Our research at the Centre for Researching Education and Labour suggests that:
seeing skill as something to be separated from the knowledge and practice in which it is located leads to misguided and often destructive curriculum reforms. For example, the idea that “problem solving” can be taught as a standalone skill is nonsense.
education institutions are not the best or only places for learning skills like social skills
education institutions are the best, and perhaps only places for learning theories, concepts and practices that are very difficult to learn outside structured programmes
education institutions and systems are complex, difficult to build, require deliberate and extended support and focused cultivation, and are easy to destroy.
Where work requires expertise, it depends on education programmes that are broadly, not narrowly, vocational. That are based on bodies of knowledge in occupational areas, as opposed to teaching the narrow and specific tasks of a particular workplace.
Providing training to do specific tasks through formal education is usually a waste of valuable resources.
A second flaw in the current approach revolves around skill formation systems. Many interventions in skill formation assume that changing one ingredient – the skills of a group of individuals – will change economies and societies. This follows the logic of human capital theory, a simple input/output model which creates a virtuous cycle of more skills, more productivity and higher wages.
From a policy viewpoint, this leads to flawed interventions because it only looks at individuals and assumes individual effects can be aggregated up. Even institutions are theorised as individuals to be incentivised.
What we need instead of a neat causal system in which x causes y, and therefore if we incentivise x we will achieve y, we need to visualise a complex system in which changing any one part will have an effect on all the others.
The education system is part of society and the economy.
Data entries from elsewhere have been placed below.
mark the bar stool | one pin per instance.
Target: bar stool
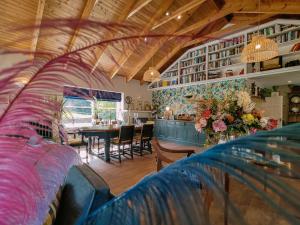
(143, 140)
(125, 138)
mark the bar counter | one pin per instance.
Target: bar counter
(178, 131)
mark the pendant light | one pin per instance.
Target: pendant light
(152, 74)
(260, 48)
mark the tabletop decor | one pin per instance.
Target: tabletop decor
(233, 116)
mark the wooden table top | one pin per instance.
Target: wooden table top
(103, 128)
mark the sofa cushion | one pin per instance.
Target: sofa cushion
(84, 190)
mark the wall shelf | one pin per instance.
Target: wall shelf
(212, 56)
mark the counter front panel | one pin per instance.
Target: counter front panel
(181, 132)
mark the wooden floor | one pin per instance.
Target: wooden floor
(121, 176)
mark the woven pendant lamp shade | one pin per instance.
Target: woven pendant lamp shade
(259, 49)
(151, 75)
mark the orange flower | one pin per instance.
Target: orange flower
(230, 118)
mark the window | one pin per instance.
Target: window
(107, 110)
(79, 112)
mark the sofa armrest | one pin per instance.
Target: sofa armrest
(84, 190)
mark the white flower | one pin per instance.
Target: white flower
(244, 101)
(264, 122)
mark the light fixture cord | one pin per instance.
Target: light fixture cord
(258, 17)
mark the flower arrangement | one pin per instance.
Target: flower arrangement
(235, 115)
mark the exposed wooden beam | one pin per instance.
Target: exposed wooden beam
(192, 4)
(162, 8)
(239, 24)
(152, 51)
(138, 6)
(272, 7)
(38, 20)
(88, 8)
(214, 15)
(122, 17)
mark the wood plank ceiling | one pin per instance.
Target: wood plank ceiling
(198, 18)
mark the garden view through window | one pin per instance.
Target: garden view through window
(78, 112)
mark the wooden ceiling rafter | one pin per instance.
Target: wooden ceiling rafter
(272, 7)
(148, 56)
(162, 9)
(227, 9)
(220, 11)
(138, 6)
(120, 18)
(87, 10)
(240, 23)
(38, 21)
(192, 4)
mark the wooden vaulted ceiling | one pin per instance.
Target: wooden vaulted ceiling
(202, 19)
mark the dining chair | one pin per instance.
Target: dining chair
(143, 140)
(125, 138)
(161, 157)
(77, 140)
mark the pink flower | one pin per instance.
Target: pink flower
(203, 122)
(219, 126)
(272, 124)
(198, 127)
(253, 130)
(206, 114)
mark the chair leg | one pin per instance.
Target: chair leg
(149, 146)
(141, 148)
(87, 154)
(131, 150)
(119, 150)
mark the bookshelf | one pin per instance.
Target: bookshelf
(219, 60)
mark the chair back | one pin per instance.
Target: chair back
(147, 131)
(126, 133)
(160, 157)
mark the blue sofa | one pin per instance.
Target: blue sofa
(83, 192)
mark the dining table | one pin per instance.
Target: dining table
(102, 132)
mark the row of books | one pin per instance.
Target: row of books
(219, 63)
(193, 69)
(190, 62)
(226, 53)
(170, 74)
(226, 44)
(193, 78)
(214, 74)
(198, 52)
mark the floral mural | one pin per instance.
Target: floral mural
(179, 104)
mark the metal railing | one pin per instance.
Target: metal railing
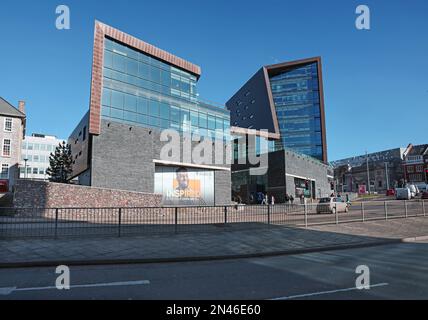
(120, 222)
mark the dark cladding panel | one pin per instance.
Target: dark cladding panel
(250, 107)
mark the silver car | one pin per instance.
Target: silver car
(330, 205)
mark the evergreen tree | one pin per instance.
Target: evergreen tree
(60, 164)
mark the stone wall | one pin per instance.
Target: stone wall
(40, 194)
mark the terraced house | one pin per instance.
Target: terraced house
(137, 91)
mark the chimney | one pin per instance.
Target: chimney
(21, 106)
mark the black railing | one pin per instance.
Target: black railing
(120, 222)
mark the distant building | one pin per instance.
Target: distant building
(12, 124)
(286, 172)
(384, 169)
(416, 164)
(137, 92)
(36, 149)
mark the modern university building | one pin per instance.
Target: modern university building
(137, 91)
(286, 101)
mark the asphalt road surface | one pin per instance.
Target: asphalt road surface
(160, 223)
(396, 272)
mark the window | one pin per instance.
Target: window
(6, 147)
(8, 124)
(5, 171)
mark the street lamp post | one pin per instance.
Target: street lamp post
(387, 175)
(368, 172)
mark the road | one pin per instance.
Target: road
(396, 272)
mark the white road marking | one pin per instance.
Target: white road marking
(328, 292)
(7, 291)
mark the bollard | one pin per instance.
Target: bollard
(306, 216)
(423, 207)
(175, 220)
(337, 214)
(56, 223)
(405, 208)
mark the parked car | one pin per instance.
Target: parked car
(390, 192)
(403, 194)
(330, 205)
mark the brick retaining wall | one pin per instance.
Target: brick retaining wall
(41, 194)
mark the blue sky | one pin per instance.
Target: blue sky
(376, 84)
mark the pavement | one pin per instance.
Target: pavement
(396, 271)
(226, 243)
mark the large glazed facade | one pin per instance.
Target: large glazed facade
(137, 92)
(286, 99)
(277, 173)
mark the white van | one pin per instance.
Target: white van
(423, 187)
(403, 194)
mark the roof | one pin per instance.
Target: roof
(7, 109)
(147, 48)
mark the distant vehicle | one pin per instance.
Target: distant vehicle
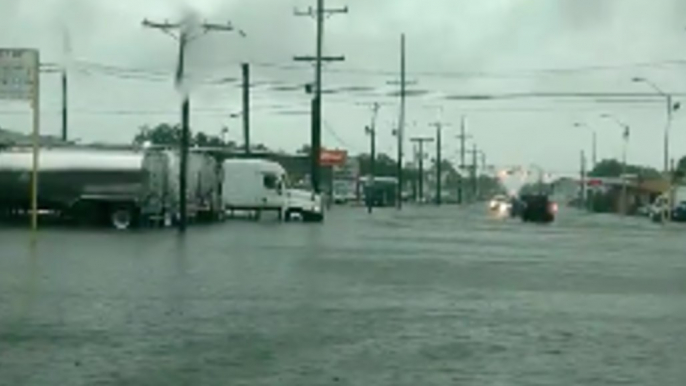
(538, 208)
(120, 188)
(660, 210)
(261, 185)
(500, 204)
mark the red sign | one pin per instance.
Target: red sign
(332, 157)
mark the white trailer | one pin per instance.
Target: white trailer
(123, 188)
(259, 185)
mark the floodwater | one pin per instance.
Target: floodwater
(428, 296)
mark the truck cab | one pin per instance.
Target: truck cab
(259, 185)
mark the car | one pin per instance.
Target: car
(500, 204)
(538, 208)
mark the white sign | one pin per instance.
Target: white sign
(18, 73)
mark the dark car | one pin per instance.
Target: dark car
(537, 208)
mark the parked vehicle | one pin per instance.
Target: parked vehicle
(119, 188)
(500, 204)
(260, 185)
(538, 208)
(661, 211)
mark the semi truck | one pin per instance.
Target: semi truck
(120, 188)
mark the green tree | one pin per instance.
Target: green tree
(163, 134)
(614, 168)
(681, 166)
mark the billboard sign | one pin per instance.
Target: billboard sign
(332, 157)
(18, 73)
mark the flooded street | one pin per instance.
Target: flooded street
(427, 296)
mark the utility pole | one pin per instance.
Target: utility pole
(402, 118)
(439, 160)
(463, 138)
(184, 37)
(401, 126)
(583, 180)
(316, 134)
(474, 166)
(371, 131)
(245, 70)
(421, 141)
(64, 105)
(67, 55)
(594, 155)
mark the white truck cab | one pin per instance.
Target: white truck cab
(261, 185)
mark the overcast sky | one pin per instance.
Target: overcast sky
(121, 73)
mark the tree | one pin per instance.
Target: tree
(614, 168)
(163, 134)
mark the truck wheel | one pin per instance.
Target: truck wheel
(121, 218)
(291, 214)
(313, 217)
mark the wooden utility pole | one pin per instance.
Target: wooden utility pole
(463, 138)
(582, 189)
(474, 172)
(67, 54)
(245, 70)
(64, 105)
(421, 141)
(401, 124)
(316, 132)
(371, 131)
(184, 37)
(439, 160)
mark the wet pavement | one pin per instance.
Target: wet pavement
(427, 296)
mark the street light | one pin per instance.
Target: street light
(670, 109)
(594, 145)
(625, 135)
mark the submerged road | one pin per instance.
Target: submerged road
(428, 296)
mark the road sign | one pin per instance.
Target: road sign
(17, 73)
(332, 157)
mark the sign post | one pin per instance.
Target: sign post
(19, 81)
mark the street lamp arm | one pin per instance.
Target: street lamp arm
(652, 85)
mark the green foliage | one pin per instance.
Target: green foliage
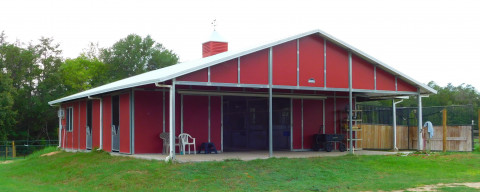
(82, 73)
(102, 172)
(134, 55)
(450, 95)
(34, 74)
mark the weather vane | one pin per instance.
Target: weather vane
(214, 24)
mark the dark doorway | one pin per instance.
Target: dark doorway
(246, 123)
(89, 125)
(115, 124)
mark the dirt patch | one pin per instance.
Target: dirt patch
(442, 185)
(5, 162)
(50, 154)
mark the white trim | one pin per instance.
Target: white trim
(167, 73)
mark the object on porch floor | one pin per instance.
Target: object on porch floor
(208, 148)
(165, 136)
(328, 140)
(184, 140)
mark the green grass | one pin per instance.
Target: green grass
(101, 172)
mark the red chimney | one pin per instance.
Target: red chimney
(215, 45)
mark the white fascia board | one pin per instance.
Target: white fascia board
(167, 73)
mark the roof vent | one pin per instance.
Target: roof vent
(215, 45)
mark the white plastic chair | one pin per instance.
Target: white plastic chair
(184, 140)
(166, 142)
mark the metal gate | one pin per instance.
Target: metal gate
(115, 138)
(89, 138)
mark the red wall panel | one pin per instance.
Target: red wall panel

It doesn’t exist outside of them, producing knowledge, expertise and skills in a vacuum. Societies, nationally and globally, are webs of institutions and institutional relationships that shape each other.
Research shows huge differences across wealthy countries in terms of the overall patterns of skill formation. These differences are not simple policy options, or models to be selected and adopted as education reforms, because they are intrinsic to different types of economies. Economic factors that shape skill formation systems include labour market regulation, collective bargaining, welfare and industrial policy and production regimes, political factors including degrees of federalisation, and election systems.
In low and middle-income countries, we see complex multi-directional relationships between education, poverty and inequality. All the evidence, even from those arguing that fixing schools is key to rupturing inequality, shows that poverty is the biggest cause of educational failure in South Africa.
Of course South Africa has problems with our curriculum, teacher training and other aspects of our schooling system. However, poverty is a factor constraining teaching, affecting who becomes a teacher and how teachers are trained, how schools function, and the ability of individuals to learn.
This complex multi-directional set of relationships then shapes what is possible in the rest of the education and training system. Education can’t make up for inadequacies in other policy domains that have and continue to cause mass unemployment and underemployment. The country has to look much more systematically at the different pieces of the system needed to support both the demand for and the development and utilisation of skills, and most importantly, we need policies for structural economic change.
South Africa will improve its chances of skill formation success if it can identify potential key policy levers, and look at how they interact with each other.
This article is based on the author’s inaugural lecture presented at Wits University on 9 November 2022.